Eramuslim.com – Presidential-style. Begitulah kualitas pidato politik perdana yang disampaikan oleh Gubernur Anies Baswedan. Gaya seorang presiden. Anies bagaikan mencuri start kampanye Pilpres 2019. Sayangnya, orang-orang yang berpikiran “hostile” (seteru) terhadap Anies hanya mampu menangkap kata “pribumi”, yang menjadi salah satu pokok pidato politiknya itu, dalam konteks yang sangat sempit. Yaitu, konteks dikotimis yang tidak penting.
Padahal, Anies berbicara tentang gagasan untuk membebaskan seluruh rakyat Indonesia, tidak hanya rakyat Jakarta, dari belenggu keterjajahan. “Great mind” yang ada di dalam diri Anies ingin menyampaikan kepada publik bahwa Indonesia sangat perlu mengkonfrontir belenggu keterjajahan yang melanda rakyat.
Ketika dia menyebutkan “pribumi”, Anies disalahpahami seolah ingin menyulut antagoni yang berbahaya. Orang-orang yang memiliki “small mind” (pikiran cetek) menyangka Anies yang berpikiran “cetek” seperti mereka. Mereka tidak mampu melihat dampak jangka panjang dari belenggu keterjajahan yang terbentuk dari kekeliruan dalam penbangunan ekonomi nasional.
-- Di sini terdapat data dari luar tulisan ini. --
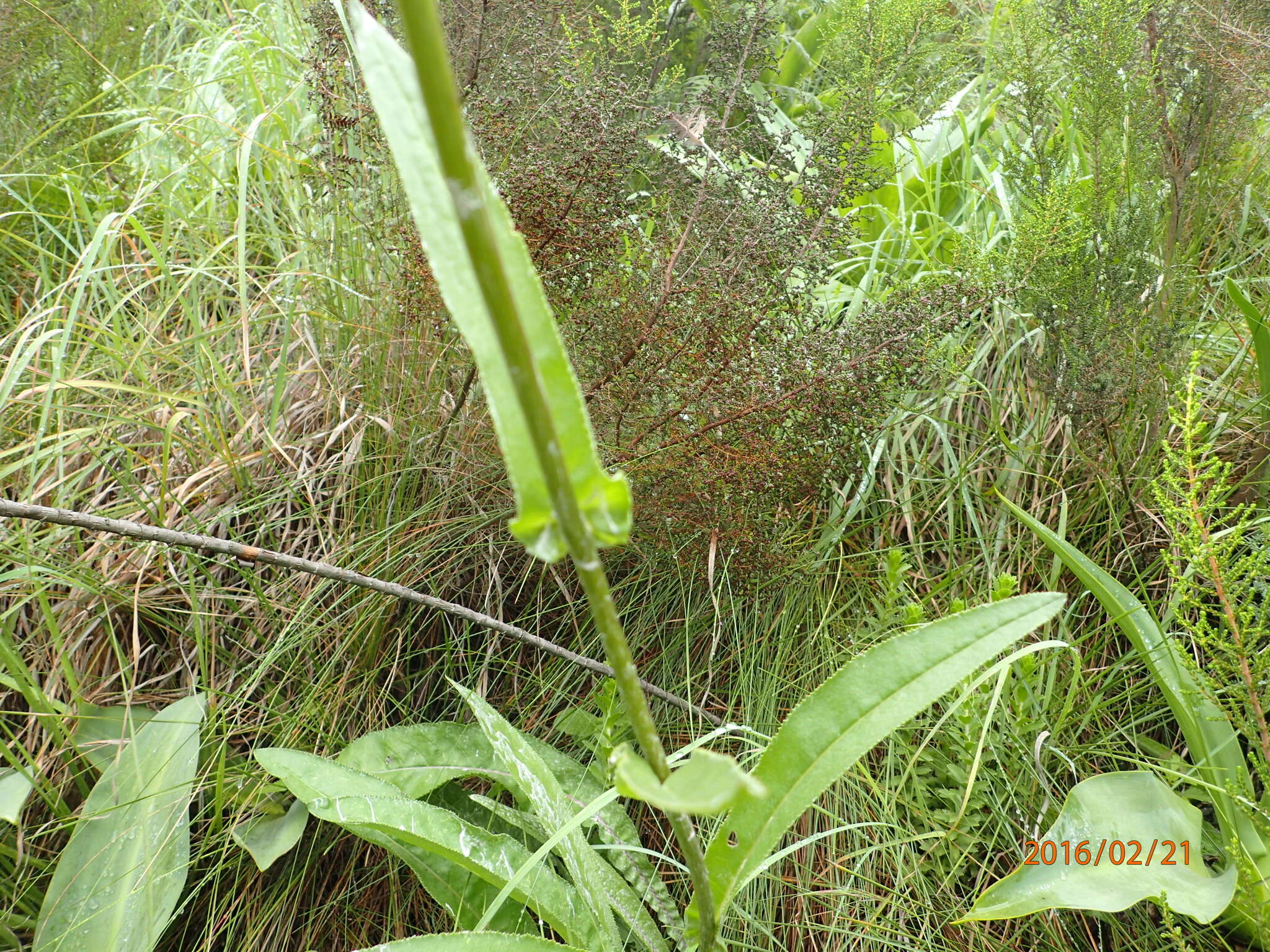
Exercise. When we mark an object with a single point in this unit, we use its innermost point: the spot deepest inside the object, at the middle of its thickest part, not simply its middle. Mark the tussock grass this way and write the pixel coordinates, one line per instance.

Anies ingin mengingatkan bahwa ketimpangan sosial yang semakin besar dan akut bisa menumpuk diskonten yang akan merugikan seluruh tatanan kehidupan. Ketimpangan itu, menurut pandangan Anies, bersumber dari disparitas taraf hidup yang masih sangat kental diwarnai oleh perbedaan penguasaan faktor-faktor ekonomi.